“The Black Flags are turning the page and inaugurating a new era”: with these words, the historic hardcore punk band has surprised its return by surprise, through a post on the official social channels. Twelve years after the latest album, “What the …”, the group led by Greg Ginn is ready to present new material to the fans. After turbulent years, Ginn has practically reconstructed the band from Capo, also revealing the names of the new members: Max Zanelli under the voice, David Rodriguez on bass and Bryce Weston on drums, three faces completely new for long -standing fans. “The new training is already at work in the studio, between tests, writing and new vibrations,” reads the announcement. “Concerts and new music are coming”.
In spite of their vocation to consume themselves quickly between Fast Forward Antisocial and nihilistic accelerations, the black flags were one of the hardcore groups of wider and lasting influence on the fate of alternative music all. For the sonic armor refined by them over time, for their ability to change skin, for the uncommon technical ability in forging the entropy of anger and noise assimilated by the first generation punk.

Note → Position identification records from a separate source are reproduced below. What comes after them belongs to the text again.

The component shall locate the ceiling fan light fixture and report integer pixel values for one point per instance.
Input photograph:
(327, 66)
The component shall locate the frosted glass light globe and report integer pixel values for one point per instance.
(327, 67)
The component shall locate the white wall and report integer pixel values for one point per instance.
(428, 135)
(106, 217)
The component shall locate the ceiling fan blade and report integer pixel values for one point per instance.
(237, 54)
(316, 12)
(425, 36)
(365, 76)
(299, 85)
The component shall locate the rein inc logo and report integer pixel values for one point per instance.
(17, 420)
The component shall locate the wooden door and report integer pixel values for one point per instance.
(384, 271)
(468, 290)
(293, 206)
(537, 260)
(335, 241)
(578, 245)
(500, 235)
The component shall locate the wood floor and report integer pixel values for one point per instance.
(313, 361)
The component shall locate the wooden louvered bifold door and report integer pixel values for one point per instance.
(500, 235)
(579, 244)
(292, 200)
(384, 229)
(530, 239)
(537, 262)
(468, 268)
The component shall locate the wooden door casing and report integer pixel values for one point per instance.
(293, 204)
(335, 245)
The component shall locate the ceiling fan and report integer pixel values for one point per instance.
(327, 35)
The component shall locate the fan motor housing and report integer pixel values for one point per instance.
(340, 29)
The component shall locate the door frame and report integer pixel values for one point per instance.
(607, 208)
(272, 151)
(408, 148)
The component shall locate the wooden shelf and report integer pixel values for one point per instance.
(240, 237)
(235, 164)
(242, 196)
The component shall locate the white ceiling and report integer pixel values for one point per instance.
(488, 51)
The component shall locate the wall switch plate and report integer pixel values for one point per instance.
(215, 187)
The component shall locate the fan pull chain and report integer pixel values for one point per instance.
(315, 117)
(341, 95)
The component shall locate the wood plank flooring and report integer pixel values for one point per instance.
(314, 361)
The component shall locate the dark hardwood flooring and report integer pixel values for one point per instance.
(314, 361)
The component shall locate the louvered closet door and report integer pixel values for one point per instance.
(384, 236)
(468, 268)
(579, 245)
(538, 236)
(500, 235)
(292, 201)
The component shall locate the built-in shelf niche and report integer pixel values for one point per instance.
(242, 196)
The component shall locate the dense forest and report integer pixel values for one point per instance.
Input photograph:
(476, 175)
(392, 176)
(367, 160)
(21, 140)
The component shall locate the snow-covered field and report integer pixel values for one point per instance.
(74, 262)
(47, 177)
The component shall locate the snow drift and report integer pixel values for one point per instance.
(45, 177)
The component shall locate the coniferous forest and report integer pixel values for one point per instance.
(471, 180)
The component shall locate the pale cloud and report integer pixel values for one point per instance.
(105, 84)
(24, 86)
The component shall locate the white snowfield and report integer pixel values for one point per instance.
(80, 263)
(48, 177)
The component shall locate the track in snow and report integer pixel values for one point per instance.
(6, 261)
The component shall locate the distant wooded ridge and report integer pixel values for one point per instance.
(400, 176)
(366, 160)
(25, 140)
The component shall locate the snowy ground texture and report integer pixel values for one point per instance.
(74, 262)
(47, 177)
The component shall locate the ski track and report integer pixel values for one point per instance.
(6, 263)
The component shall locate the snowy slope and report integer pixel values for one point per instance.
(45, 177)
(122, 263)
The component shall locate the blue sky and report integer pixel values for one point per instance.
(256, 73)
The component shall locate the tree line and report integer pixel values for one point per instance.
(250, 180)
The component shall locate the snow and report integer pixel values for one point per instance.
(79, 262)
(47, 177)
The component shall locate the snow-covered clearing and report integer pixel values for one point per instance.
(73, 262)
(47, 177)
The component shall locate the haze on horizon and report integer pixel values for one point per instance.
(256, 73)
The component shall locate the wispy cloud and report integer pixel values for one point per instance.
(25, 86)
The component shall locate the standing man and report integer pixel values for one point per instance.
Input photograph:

In some sections of “Damaged” (1981) they warned the grindin others, certainly noise-rock of school Albinian; “My War” (1983) is mentioned by several parts as the most raw and exasperated grunge of the grunge; “Slip it in” (1984) and “Loose nut” (1985) gave a decisive imprint to the development of subgenre Heavy As Sudge, Stoner and Punk-Metal; Their swan song, the EP “Process of Weizing Out” (1985), with its eccentric jazz-punk, pushed even the metamorphosis up to prefigure Math-rock results. Not to mention that the record company of the Ginn family (Greg, guitarist and leading band, and his brother Ray, who calls himself Raymond Pettibon), the SST, initially founded for the sole purpose of supporting the debut on the long distance of the Black Flag, will become a reference point for the whole post-core and pre-grunge scene by publishing, in the eighties, the records of symbolic groups such as Bad Brains, Minutemen, Meat Puppets, Husker Du and, for a short time, Soundgarden and Sonic Youth.